L’homme et la religion

En janvier 2003, dans l’un des derniers numéros de la revue Débattre (n°16, p10), j’ai eu le bonheur d’éditer une lettre ouverte de Mgr Jean-Marie Cardinal Lustiger, archevêque de Paris. Cet article est le numéro 1888 de la bibliographie de Mgr Lustiger, publié aux éditions du Cerf. Vous trouverez ci-dessous une reproduction de ce texte à l’occasion du dixième anniversaire de son retour à Dieu.

Aujourd’hui, nous assistons à un brassage de populations, de cultures, de religions. Les observateurs parlent volontiers d’une cohabitation généralisée des religions dont la conséquence serait le relâchement des contraintes religieuses et l’indifférentisme. Chacun se fabriquerait sa religion, prenant ici telle croyance, là telle pratique qui l’arrange, se recomposant sa foi à son gré. Mais cette analyse de la religiosité ne permet pas de comprendre en vérité l’attitude religieuse de nos contemporains.

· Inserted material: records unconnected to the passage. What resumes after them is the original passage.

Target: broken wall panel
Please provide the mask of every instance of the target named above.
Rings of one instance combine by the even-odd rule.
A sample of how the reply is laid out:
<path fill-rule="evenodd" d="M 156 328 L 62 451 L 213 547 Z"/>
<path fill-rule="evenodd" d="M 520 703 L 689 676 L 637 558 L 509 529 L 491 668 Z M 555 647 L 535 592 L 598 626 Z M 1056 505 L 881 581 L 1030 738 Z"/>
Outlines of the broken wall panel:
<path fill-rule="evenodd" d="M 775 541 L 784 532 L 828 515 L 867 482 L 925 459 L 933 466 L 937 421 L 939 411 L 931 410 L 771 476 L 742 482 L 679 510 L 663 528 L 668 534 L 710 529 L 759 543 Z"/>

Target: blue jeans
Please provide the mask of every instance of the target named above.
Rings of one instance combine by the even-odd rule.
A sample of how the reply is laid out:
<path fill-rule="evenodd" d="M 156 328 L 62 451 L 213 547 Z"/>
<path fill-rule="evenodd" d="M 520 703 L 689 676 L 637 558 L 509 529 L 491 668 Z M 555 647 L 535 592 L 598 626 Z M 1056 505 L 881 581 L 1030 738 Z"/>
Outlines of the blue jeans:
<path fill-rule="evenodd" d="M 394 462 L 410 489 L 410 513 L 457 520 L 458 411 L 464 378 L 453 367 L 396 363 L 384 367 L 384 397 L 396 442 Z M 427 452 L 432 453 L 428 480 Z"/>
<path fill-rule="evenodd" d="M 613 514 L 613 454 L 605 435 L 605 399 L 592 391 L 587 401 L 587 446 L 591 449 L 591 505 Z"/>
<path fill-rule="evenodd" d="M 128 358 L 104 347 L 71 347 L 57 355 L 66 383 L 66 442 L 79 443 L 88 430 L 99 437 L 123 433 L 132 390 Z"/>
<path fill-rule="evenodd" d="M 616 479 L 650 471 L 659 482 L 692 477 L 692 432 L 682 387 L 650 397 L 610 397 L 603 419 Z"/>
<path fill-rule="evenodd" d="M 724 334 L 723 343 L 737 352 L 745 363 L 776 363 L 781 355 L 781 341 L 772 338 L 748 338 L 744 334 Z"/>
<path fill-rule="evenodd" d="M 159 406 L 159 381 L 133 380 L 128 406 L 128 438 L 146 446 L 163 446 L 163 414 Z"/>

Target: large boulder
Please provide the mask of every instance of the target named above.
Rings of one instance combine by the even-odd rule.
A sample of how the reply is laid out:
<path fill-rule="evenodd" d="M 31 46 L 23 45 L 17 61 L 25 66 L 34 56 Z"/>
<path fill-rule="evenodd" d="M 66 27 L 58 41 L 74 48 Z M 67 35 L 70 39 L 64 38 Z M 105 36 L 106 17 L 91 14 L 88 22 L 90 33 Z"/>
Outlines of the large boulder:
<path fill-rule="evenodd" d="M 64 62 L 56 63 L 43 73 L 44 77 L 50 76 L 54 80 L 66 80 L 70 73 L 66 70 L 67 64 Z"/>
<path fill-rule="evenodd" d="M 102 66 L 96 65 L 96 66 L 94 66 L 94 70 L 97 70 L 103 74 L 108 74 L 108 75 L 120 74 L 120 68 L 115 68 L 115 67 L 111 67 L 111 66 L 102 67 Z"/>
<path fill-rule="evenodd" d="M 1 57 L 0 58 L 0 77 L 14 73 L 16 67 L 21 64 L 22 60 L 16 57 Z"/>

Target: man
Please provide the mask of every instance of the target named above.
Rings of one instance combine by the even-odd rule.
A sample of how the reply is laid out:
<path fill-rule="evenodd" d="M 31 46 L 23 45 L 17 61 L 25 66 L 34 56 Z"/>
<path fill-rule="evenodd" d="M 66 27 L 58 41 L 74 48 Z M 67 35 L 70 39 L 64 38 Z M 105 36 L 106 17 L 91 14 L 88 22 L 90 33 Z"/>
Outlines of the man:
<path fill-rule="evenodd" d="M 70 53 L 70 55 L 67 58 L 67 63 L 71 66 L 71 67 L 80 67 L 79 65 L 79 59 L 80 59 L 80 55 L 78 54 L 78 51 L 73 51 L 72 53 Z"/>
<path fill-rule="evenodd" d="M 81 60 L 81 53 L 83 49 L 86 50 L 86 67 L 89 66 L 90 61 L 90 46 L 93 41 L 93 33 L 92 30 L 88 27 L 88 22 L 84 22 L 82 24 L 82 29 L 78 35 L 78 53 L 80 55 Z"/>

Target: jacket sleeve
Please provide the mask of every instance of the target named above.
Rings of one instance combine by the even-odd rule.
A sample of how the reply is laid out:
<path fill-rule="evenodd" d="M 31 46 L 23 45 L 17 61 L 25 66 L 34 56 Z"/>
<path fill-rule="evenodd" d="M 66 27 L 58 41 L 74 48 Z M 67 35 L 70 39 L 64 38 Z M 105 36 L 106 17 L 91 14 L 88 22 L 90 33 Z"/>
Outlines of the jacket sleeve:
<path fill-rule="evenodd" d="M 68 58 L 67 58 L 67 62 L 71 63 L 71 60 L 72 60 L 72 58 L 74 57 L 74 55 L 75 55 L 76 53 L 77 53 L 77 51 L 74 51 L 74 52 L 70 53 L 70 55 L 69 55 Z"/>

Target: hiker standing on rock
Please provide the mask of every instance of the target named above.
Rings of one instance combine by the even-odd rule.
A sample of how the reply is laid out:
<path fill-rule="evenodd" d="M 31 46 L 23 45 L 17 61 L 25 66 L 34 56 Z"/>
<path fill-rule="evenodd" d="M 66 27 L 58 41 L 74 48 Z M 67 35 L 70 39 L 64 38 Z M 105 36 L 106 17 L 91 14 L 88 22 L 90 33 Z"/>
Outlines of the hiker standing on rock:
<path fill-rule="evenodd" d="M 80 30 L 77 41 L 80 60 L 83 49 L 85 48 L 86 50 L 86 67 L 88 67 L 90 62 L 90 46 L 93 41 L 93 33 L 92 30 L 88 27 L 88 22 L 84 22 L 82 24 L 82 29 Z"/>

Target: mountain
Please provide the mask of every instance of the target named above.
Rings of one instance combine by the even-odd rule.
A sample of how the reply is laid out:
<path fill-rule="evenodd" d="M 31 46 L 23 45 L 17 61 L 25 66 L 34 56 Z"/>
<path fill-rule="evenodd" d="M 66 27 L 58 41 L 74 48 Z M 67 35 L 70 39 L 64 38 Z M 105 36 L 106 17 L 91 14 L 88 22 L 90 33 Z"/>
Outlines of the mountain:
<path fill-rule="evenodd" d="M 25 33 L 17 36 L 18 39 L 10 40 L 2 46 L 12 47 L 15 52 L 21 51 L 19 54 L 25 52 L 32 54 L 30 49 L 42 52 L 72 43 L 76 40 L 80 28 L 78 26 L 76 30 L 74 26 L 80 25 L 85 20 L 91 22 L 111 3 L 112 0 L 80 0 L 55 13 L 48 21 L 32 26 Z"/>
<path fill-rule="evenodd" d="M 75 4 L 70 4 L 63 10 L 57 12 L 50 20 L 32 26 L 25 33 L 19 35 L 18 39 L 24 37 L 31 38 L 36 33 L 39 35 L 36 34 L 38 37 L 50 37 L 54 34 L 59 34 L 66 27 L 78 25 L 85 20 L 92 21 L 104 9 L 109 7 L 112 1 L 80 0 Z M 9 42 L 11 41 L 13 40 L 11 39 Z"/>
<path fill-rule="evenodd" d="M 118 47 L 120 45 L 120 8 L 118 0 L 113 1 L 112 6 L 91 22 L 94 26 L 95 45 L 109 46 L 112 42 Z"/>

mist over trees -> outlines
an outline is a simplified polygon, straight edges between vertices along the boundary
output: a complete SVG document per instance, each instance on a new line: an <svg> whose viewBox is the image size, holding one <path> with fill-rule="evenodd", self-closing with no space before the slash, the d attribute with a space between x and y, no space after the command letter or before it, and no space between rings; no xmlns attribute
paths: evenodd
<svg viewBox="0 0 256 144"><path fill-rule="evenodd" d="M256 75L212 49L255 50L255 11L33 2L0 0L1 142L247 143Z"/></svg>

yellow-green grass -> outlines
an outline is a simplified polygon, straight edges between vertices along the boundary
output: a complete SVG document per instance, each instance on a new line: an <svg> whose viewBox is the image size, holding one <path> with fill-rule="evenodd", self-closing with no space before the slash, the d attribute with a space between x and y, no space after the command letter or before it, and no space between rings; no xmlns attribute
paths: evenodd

Nos civilisations gardent de façon très profonde la trace du christianisme. Certes, la vie chrétienne semble s’effriter, l’appartenance explicite au catholicisme s’affaiblit, les contraintes sociales ne jouent plus en faveur d’une pratique cohérente et transmise de génération en génération… Les réactions quasi instinctives des populations occidentales sont pourtant marquées par des traits propres au christianisme. Par exemple : le respect dû à l’enfance, la défense de l’intégrité corporelle des êtres humains et la condamnation de la torture, l’affirmation des droits de l’homme… Si nous sommes pour une part des « païens », nous sommes donc des « païens chrétiens »! Les dieux antiques dans lesquels l’homme condensait le divin lisible dans le monde sont morts et le combat se joue désormais das le cœur de l’homme, dans sa liberté. Que fait l’homme de l’humanité? Qu’est-ce qu’être un homme? Voilà le problème de nos civilisations au seuil du troisième millénaire de l’ère chrétienne. L’homme n’a plus qu’un choix : se prendre lui-même pour fin de son action ou mettre son trésor en Dieu.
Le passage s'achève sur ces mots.